In the ER
Though I could write countless appreciations of my Mom on this Mother's Day, this picture is the basis of my thoughts. She is pictured holding our 8 week old baby in one Emergency Room awaiting the ambulance to take him to another Emergency Room at yet a third hospital. Seven of our children and I were visiting my parents before a family reunion the next week in the same town. My husband had traveled 15 hours west to take our church teens back home from Youth Congress in Tennessee. He preached all day Sunday – my 40th birthday – and intended to travel back to us toward the end of the week.
At this point, there were no answers why the baby would turn blue and struggle to breathe without immediate assistance. His oxygen level was at 70%. My mother's heart was broken along with mine. She was there. She and my Dad took turns sitting with me and the baby at the hospital until my husband was able to travel back into the middle of the night. They also switched off caring for the rest of my children who were there to spend a fun week with them. After long days and nights at the hospital, a diagnosis of pertussis, and seemingly many concerns, the baby was released. Our doctor told us the hospital had just lost a baby of the same age diagnosed with this disease just days before. With regular follow up appointments scheduled, the baby, our 2 yr. old son and I stayed at my parents' home until the baby and I were able to travel. My husband took the other seven children home, and our oldest daughter helped manage the household until our return about 3 weeks later.

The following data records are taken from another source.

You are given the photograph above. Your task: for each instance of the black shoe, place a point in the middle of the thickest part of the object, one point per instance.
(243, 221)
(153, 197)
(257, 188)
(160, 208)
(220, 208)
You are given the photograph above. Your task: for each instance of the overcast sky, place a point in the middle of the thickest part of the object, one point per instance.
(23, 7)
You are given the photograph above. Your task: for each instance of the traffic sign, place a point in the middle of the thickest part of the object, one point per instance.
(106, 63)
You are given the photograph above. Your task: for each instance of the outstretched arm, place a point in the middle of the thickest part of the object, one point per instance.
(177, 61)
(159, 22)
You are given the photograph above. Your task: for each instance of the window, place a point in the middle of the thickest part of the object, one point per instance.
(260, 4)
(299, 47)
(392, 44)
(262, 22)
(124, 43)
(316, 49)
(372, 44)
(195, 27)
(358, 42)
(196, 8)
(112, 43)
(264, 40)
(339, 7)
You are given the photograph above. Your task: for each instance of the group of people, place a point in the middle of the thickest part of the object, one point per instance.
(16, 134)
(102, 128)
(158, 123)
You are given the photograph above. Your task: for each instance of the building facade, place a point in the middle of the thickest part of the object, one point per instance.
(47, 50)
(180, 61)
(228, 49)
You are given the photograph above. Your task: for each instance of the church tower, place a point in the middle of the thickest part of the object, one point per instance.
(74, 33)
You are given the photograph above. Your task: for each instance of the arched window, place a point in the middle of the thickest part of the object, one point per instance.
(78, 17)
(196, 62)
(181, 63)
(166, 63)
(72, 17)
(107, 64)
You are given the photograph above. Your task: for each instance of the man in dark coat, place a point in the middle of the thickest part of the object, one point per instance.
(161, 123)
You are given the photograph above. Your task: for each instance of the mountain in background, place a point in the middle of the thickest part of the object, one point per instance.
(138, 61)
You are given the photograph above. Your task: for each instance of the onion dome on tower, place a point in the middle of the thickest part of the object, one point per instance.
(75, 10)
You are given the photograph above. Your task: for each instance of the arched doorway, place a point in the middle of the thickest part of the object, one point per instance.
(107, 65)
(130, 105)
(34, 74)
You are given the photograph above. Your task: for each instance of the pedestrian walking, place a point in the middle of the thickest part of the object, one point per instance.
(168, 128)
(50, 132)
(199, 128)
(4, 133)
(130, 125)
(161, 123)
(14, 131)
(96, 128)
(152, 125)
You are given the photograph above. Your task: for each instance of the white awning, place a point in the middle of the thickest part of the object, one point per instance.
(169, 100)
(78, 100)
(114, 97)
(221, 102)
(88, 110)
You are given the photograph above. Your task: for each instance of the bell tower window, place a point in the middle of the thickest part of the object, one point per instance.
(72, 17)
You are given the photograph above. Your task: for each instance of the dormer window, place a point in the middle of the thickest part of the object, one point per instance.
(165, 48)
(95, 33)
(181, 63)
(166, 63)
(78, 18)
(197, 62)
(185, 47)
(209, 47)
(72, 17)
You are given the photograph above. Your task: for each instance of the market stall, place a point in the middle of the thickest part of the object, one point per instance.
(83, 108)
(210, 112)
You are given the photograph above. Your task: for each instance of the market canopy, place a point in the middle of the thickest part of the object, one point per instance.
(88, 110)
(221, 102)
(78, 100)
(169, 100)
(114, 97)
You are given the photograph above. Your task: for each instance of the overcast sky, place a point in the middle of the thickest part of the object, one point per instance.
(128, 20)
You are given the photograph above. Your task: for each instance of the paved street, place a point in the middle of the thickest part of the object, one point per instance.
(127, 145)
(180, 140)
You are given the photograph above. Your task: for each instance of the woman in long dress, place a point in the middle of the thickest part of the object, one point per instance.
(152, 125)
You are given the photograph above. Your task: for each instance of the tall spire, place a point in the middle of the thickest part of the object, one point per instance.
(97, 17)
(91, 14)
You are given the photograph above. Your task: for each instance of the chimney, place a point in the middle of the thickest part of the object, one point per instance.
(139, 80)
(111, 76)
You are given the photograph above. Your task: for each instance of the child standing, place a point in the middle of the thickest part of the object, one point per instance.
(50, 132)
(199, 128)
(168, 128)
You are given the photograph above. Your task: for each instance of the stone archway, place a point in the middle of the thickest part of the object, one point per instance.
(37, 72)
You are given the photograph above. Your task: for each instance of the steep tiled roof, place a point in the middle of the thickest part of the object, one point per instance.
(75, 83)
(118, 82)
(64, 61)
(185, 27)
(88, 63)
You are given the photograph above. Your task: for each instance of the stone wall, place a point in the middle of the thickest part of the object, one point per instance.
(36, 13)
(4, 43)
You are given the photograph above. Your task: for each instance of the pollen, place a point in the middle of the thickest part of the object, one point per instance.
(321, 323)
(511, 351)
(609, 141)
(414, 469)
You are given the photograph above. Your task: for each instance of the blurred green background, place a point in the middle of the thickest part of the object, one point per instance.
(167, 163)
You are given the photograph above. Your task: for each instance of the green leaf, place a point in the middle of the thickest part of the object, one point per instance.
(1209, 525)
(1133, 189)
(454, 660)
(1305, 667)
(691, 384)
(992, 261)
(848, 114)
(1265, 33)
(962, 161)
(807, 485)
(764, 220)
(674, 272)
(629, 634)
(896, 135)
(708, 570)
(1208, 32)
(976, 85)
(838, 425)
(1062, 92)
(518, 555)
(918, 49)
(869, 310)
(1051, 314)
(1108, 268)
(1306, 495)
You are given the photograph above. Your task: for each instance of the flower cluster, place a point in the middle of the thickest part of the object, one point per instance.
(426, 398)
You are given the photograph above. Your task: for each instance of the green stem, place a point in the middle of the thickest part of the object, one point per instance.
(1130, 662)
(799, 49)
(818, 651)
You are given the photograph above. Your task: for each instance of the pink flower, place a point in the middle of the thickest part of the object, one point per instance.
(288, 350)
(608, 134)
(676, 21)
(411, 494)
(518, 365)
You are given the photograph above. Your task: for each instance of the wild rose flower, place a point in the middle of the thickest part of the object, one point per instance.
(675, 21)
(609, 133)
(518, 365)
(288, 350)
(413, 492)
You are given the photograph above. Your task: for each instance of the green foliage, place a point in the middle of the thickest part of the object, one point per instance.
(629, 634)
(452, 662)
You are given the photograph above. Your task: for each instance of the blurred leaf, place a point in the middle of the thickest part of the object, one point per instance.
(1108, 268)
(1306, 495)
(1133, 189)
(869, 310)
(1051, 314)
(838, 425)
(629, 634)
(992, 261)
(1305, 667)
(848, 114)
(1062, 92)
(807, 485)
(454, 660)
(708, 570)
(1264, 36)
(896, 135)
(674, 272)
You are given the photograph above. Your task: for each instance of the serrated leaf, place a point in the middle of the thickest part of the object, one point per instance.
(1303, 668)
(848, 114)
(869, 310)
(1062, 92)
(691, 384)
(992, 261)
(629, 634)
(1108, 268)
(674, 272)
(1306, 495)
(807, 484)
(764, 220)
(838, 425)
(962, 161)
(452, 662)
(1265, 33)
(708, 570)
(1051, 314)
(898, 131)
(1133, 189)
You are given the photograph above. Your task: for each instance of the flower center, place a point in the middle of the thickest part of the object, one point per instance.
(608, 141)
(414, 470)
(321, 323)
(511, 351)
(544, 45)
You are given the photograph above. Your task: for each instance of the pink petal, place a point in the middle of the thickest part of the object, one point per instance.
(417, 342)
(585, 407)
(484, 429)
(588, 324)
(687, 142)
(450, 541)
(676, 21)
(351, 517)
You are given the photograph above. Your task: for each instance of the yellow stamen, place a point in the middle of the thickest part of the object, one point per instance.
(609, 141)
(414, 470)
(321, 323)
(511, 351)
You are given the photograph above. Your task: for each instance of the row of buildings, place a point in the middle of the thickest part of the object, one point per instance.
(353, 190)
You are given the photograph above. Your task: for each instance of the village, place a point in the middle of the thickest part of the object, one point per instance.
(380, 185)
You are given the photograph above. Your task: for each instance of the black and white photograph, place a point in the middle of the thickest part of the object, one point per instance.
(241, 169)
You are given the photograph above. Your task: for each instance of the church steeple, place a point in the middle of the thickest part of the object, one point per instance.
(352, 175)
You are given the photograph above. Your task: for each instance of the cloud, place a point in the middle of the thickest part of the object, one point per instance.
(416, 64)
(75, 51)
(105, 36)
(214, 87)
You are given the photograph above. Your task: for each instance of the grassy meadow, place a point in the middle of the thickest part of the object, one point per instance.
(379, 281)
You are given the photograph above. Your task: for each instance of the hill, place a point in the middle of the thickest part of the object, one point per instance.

While at their house, I would lie down in the same room as the baby and would have to listen closely to every cough to insure his breathing continued. After so many nights without sleep, your mind and body become deficient. I literally felt the spiritual warfare, and cried to God for help. As a little girl, if I awoke to a bad dream, I would go to my parent's room to feel safe. Now, as a grown woman blessed with children of my own, I still found peace when I went into my parent's room one of those nights. My mom reassured me that God was going to get me through this. She has prayed for me and always referred me to the God of hope. She practically helped me during that time by making me eat and preparing good meals for me. At times, I did not feel I could function normally. My trial was not known to many and surely would not be compared to the depth of trial others have faced, but I know how real and how deep it was to me. How many are we passing by that are truly struggling or hurting deeply? The Lord did help me through the dark valley personally, and He graciously restored health to our sweet baby boy who is now two.
Distance and finances prevent me from actually seeing my mom this Mother's Day, but I do see her as I always have – a woman with great faith in God who uses her gift of serving wherever she is, a devoted wife to my sweet Dad for nearly 44 years, and a praying mother.
I love you, Mom! Thank you for all you teach me with your life. ~Jeri Lynn
"I thank my God upon every remembrance of you, Always in every prayer of mine for you all making request with joy, For your fellowship in the gospel from the first day until now; Being confident of this very thing, that He which hath begun a good work in you will perform it until the day of Jesus Christ: Even as it is meet for me to think this of you all, because I have you in my heart…" ~Philippians 1:3-7a
Saying goodbye after the baby was cleared to travel home.